Bootlin welcomes Thomas Perrot in its team

Since December 1st, 2020, we’re happy to have in our team an additional engineer, Thomas Perrot, who joined our office in Toulouse, France.

Thomas brings 6+ years of experience working on embedded Linux systems, during which he worked at Intel on Android platforms, and then at Sigfox on the base stations for Sigfox’s radio network. Thomas has experience working with Linux on x86-64, ARM and ARM64 platforms, with a wide range of skills: bootloader development, Linux kernel and driver development, Yocto integration, OTA updates. Thomas was also deeply involved in the strong security aspects of Sigfox base stations, with secure boot and measured boot, TPM, integrity measurement, etc.
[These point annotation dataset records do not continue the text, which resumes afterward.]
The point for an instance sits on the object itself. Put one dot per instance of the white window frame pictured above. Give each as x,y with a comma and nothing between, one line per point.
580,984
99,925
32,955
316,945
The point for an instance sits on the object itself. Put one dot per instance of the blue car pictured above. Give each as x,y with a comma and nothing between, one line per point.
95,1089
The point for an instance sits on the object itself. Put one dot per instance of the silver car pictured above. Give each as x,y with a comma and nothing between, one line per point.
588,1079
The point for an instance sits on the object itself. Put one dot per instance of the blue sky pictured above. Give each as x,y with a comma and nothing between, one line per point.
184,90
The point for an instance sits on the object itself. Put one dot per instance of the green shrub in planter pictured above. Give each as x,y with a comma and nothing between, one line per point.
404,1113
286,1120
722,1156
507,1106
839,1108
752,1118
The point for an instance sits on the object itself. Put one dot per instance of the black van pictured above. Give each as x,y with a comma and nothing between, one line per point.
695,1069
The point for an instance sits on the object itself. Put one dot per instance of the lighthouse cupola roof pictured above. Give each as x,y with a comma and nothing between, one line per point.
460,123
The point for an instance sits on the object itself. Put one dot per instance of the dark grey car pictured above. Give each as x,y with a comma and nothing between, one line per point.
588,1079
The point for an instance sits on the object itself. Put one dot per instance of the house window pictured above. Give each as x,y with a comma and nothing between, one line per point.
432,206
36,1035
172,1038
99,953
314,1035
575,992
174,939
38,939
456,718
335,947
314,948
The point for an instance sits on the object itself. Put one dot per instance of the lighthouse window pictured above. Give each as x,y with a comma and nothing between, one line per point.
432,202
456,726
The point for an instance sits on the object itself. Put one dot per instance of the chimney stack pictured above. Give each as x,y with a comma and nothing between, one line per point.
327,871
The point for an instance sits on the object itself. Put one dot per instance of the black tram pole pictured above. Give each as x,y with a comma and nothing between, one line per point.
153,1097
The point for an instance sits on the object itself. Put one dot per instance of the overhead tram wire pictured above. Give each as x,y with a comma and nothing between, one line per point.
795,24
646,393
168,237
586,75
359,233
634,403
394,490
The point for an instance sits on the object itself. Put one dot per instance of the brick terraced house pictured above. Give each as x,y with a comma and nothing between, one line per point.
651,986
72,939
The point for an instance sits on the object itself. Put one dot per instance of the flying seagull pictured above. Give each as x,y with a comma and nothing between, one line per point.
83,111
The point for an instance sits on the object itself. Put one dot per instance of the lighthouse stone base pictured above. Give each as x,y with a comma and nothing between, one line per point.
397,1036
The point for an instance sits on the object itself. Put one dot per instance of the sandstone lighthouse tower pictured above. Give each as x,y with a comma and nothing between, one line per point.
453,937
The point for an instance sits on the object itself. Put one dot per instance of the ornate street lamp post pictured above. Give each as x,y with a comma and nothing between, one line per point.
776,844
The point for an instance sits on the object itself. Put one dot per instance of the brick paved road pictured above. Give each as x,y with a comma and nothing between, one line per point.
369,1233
At Sigfox, Thomas was involved in all steps of the product life-cycle, from the design phase all the way to the in-field deployment, update and maintenance. Last but not least, Thomas is a Linux technologist and a free software enthusiast, who hacks some open source hardware projects on his free time. See also Thomas page on our website and his LinkedIn profile.

Thomas Perrot is joining our growing team of engineers in Toulouse, which already included Paul Kocialkowski, Miquèl Raynal, Köry Maincent, Maxime Chevallier and Thomas Petazzoni.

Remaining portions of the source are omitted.